The start of Major League Baseball season is upon us, and password security firm Specops software is using the yearly milestone to remind people that easily guessed passwords like those containing MLB team or mascot names are a sure-fire way to strike out on keeping your account safe.
“Hackers are known to be opportunistic,” said Specops’ Darren Siegel, adding that current events like the start of baseball season or film and music awards seasons give attackers a reason to use related keywords and phrases when trying to breach accounts.

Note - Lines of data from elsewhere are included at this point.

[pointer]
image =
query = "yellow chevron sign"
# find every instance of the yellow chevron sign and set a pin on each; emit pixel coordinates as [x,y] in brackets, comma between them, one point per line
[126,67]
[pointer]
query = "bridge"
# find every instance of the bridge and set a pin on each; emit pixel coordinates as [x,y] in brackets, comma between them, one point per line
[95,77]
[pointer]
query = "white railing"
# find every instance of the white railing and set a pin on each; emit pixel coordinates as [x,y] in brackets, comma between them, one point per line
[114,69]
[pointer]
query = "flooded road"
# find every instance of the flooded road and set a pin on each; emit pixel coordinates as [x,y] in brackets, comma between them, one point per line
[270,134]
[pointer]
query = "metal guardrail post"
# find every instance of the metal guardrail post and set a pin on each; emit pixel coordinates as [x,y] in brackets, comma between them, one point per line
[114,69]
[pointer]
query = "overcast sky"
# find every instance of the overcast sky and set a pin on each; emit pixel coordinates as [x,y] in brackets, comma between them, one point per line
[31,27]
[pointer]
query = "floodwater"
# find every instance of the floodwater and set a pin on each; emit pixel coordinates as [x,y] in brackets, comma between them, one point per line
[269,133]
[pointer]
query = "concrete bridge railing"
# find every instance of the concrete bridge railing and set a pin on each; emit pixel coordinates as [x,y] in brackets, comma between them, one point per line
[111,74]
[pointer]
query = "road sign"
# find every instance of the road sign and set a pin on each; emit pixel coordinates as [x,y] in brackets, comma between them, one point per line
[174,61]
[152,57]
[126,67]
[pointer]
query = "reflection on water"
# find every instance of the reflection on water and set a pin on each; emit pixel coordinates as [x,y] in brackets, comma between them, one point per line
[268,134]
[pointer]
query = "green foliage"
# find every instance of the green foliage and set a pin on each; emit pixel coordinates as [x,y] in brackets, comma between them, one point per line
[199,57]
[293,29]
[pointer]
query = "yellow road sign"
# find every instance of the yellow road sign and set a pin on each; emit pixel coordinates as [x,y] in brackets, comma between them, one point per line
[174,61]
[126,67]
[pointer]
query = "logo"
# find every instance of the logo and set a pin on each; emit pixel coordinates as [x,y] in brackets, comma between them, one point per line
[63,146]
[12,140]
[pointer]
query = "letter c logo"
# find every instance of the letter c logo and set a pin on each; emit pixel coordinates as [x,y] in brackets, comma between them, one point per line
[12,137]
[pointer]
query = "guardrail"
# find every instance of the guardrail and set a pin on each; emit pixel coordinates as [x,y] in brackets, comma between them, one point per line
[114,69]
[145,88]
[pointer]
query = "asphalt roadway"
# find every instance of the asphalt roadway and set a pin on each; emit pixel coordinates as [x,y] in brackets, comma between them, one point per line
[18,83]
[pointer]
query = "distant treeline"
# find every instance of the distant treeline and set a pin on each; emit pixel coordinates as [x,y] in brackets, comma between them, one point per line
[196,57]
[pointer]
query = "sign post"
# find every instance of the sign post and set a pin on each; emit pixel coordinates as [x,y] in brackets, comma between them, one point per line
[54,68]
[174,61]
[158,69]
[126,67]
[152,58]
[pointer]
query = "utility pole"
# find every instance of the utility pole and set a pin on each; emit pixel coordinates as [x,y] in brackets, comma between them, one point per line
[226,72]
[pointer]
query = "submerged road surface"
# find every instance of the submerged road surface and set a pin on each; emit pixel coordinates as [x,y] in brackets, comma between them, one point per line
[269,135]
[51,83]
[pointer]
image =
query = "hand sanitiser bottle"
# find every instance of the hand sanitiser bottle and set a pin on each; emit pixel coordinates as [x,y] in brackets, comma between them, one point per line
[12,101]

Specops combed its database of breached passwords, analyzing more than 800 million records to arrive at this list of the baseball team names most commonly used in stolen passwords:
Los Angeles Angels
Tampa Bay Rays
New York Mets
New York Yankees
Boston Red Sox
San Francisco Giants
Los Angeles Dodgers
Kansas City Royals
St. Louis Cardinals
San Diego Padres
Chicago White Sox
Toronto Blue Jays
The Cincinnati Reds, which ranked first, was found nearly 150,000 times. Specops also looked at MLB team mascots and was surprised to find which were the most commonly occurring. “While we thought we might find an abundance of Phillie Phanatic, Billy the Marlin, Wally the Green Monster and Mr. and Mrs. Met, each of those famous mascots appeared less than 500 times,” Siegel said.
In reality, the most commonly found team mascots in compromised passwords were Houston’s Orbit, Cincinnati’s Gapper, Detroit’s Paws, Toronto’s Ace, Colorado’s Dinger, Atlanta’s Blooper, and Arizona’s Baxter, each of which appeared several thousand times.
What this list teaches us is that the need for strong passwords and better password management continues to be an urgent one.
“Social engineering and AI-driven ‘spray and pray’ attacks are escalating the frequency and sophistication of attempted credential theft, meaning it’s easier than ever for an attacker to obtain passwords for nefarious reasons,” Siegel said.
Individuals wondering how to create better passwords should follow these five tips:
Use at least 10 characters; the longer the password, the stronger it is.
If you’re going to use common words, insert a random character somewhere in the middle, like “Tige-rs” if you’re a Detroit baseball fan.
Use numbers and special characters, but avoid 1 and !, both of which are incredibly common.
Capitalize at random, not just at the beginning of a word.
Use a password manager so you can create random, super-complex passwords and never have to remember them.